Première partie: Siegfried

Fort du succès retentissant de Docteur Mabuse le joueur, Fritz Lang entame tout de suite un nouveau projet d'une envergure encore plus titanesque: une adaptation cinématographique de la Chanson des Nibelungen, épopée médiévale allemande célèbre. Disposant d'un budget à la hauteur de ses ambitions, le réalisateur se lance corps et âme dans ce nouvel opus, si long qu'il dut être divisé en deux parties. La première, intitulée "Siegfried", raconte l'histoire de ce dernier, un héros sans peur et sans reproche qui s'est taillé une réputation béton en assassinant un dragon et en se baignant dans son sang. Or, ce jeune héros se rend à Worms pour y épouser Kriemhild, la soeur du roi et par le fait même la plus belle femme du monde. Mais ce ne sera pas chose facile! Cette première partie relate ses aventures.

Avec une liberté artistique aussi complète et des moyens financiers aussi généreux, Lang est probablement saisi de la folie des grandeurs. Ce film est, en 1924, l'équivalent des méga-productions hollywoodiennes, la comparaison avec le Seigneur des Anneaux étant inévitable. Une tonne de figurants sont mobilisés, des décors couteux sont érigés, un dragon de soixante mètres de long est même fabriqué! Rien n'arrête la vision de Lang. Il n'a qu'à demander et il reçoit. Les acteurs deviennent de plus en plus de simples pantins. Mais c'est sans doute le prix à payer pour réaliser un film de cette ampleur. S'il n'a pas toujours bien vieilli et si certaines scènes traînent parfois en longueur, ce premier morceau des Nibelungen conserve tout de même un rythme rapide et enchaîne les péripéties avec beaucoup d'énergie.
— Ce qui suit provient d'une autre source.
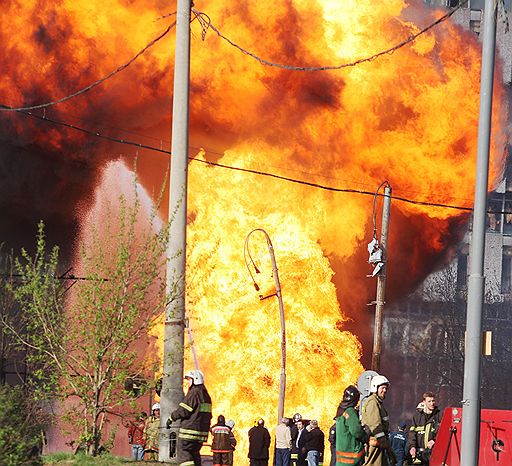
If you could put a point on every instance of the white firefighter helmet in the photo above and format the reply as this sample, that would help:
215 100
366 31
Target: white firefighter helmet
196 376
376 382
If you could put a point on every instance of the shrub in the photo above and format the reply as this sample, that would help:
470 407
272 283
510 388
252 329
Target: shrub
21 428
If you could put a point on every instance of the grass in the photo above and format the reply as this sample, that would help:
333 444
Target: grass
69 459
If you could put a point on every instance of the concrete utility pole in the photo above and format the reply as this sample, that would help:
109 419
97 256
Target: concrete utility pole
476 281
381 281
172 380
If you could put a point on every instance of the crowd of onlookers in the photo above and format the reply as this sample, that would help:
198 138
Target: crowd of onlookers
360 435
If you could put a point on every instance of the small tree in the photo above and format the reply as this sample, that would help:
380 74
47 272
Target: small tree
85 342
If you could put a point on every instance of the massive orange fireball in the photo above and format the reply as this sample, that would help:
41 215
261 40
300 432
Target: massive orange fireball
409 117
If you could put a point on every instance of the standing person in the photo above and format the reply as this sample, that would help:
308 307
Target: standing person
232 439
283 443
350 435
423 430
298 456
221 443
259 443
332 442
195 414
314 444
376 418
294 430
136 437
152 434
398 443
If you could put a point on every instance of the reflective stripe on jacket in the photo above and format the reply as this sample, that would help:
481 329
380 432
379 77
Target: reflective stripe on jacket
195 413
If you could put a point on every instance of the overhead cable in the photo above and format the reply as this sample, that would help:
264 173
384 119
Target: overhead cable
248 170
6 108
206 24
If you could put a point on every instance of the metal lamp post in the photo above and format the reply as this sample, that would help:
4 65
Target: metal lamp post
282 380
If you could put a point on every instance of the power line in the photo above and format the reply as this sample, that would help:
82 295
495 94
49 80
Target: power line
6 108
206 24
248 170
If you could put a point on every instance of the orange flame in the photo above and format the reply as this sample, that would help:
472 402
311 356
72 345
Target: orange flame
409 117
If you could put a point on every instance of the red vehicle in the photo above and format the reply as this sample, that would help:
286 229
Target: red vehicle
495 438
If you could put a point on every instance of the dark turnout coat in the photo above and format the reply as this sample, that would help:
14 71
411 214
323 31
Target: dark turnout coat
195 413
259 443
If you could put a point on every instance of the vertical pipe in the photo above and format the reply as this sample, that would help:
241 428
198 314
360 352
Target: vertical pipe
381 282
172 380
282 380
476 281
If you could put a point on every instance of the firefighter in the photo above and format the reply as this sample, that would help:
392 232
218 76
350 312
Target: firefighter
221 442
375 418
259 443
398 442
195 413
294 430
423 430
350 435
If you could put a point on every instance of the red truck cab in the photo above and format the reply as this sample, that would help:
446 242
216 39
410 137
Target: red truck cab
495 438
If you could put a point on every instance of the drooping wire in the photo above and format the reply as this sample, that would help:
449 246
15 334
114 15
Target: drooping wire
7 108
206 24
374 203
255 172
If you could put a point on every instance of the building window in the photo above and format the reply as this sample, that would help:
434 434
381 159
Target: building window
506 270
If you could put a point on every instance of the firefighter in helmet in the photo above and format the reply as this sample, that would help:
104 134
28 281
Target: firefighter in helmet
195 414
376 419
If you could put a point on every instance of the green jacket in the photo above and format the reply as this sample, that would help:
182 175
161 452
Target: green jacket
350 438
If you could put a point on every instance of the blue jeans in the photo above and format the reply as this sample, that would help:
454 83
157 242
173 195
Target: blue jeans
313 458
137 452
283 456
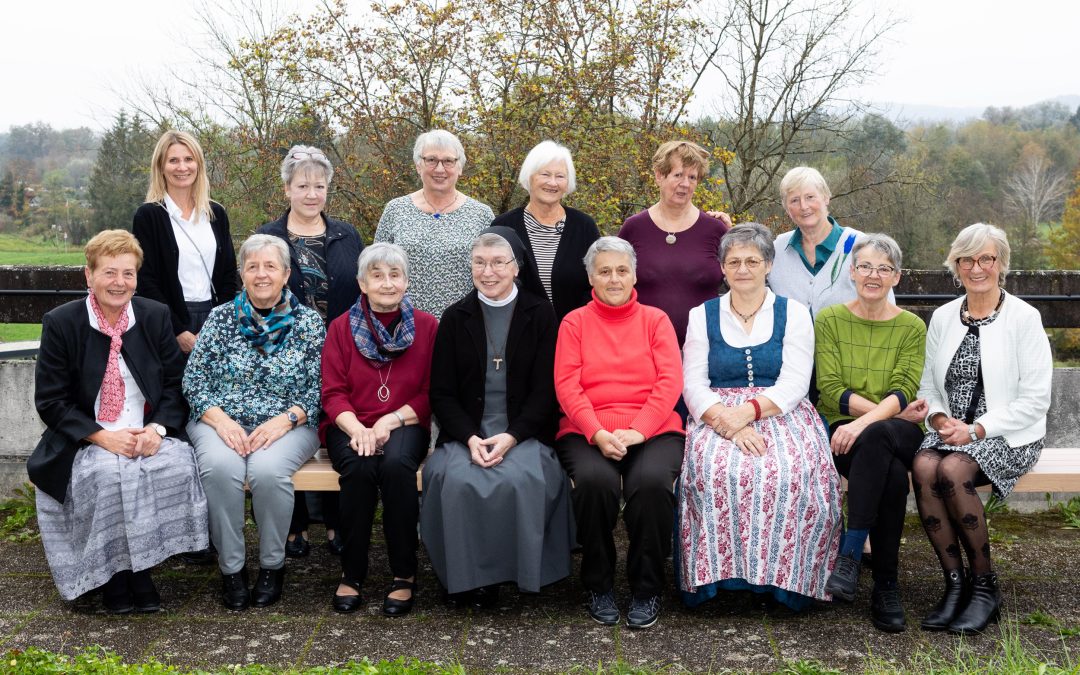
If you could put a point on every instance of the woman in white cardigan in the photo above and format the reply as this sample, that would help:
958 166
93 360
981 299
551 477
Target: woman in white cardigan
986 383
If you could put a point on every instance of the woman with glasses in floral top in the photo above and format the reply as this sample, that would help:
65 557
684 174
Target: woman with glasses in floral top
436 224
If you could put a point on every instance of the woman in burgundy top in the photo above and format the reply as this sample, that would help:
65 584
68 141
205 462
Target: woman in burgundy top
677 243
376 422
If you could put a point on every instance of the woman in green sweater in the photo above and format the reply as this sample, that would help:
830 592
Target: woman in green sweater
868 354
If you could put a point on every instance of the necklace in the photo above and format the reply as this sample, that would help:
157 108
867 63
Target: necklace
746 318
383 391
437 210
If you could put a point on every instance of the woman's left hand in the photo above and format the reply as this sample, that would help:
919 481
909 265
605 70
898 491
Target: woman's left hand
264 435
845 436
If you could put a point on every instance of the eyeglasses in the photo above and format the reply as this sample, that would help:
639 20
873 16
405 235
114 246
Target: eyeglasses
865 269
967 262
497 265
734 264
432 162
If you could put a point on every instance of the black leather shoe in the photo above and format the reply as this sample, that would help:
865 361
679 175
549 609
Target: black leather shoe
348 604
335 544
117 594
982 609
234 593
297 548
948 606
485 597
144 593
393 607
268 586
887 612
844 581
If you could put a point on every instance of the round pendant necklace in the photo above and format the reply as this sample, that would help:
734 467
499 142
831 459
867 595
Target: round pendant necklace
383 391
746 318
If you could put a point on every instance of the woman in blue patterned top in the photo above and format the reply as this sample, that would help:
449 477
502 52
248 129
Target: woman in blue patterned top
253 382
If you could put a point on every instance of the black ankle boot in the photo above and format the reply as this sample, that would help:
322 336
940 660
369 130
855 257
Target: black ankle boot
982 609
948 607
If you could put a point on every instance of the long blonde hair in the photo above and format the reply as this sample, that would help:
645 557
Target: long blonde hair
201 189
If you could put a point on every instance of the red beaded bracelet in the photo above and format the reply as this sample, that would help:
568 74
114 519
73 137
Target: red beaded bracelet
757 408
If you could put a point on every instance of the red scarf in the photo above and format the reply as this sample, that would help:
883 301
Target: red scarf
112 386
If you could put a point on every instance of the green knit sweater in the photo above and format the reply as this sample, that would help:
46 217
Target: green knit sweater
869 358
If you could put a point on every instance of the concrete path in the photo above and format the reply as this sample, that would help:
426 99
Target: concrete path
549 632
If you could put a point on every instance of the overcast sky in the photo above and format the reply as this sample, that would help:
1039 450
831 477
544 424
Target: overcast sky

Le combat avec le dragon fait certes un peu sourire (il ressemble plus à une énorme peluche), mais on ne peut toutefois qu'admirer l'initiative, qui pour l'époque est une réussite totale, et si je ne m'abuse une première dans le genre. La scène où Siegfried s'empare du trésor des Nibelungen est également de toute beauté, ainsi que celle, mémorable, de la traversée du lac de feu. Pour un film qui a plus de 80 ans, les effets spéciaux sont toujours impressionnants. Les talents de conteurs de Lang et von Harbou sont également indéniables. Difficile de garder l'intérêt du spectateur aussi longtemps, mais le pari est remporté. Le texte source est traité avec beaucoup de respect par les deux auteurs qui s'efforcent d'en transposer l'essentiel sans trop verser dans l'excès. Quelques choix de casting un brin douteux (la "plus belle femme du monde" ressemble à un homme...), mais dans l'ensemble, l'histoire de Siegfried est prenante, bien qu'il faille être tolérant au fantastique pour l'apprécier pleinement.

Seconde partie: La vengeance de Kriemhild

Centrée, comme l'indique explicitement le titre, sur la revanche de Kriemhild, cette seconde et dernière partie de la saga des Nibelungen n'est pas aussi constante que la première, mais frappe parfois plus fort. Épousant sans amour Etzel, roi des Huns, la veuve éplorée décide, pour célébrer la naissance de leur enfant, d'inviter son ancien clan au château. Loin d'avoir pardonné le meurtre de son bien-aimé Siegfried, la reine se lance dans une insatiable quête de vengeance qui se terminera en véritable bain de sang. D'ailleurs, la loyauté du clan Nibelungen envers un meurtrier ignoble, infanticide par-dessus le marché, est bien difficile à comprendre. Il y a là un sous-texte patriotique évident mais peu crédible. Les combats sont d'ailleurs d'un pèle-mêle étourdissant, Lang n'y ayant pas été de main morte sur le nombre de figurants.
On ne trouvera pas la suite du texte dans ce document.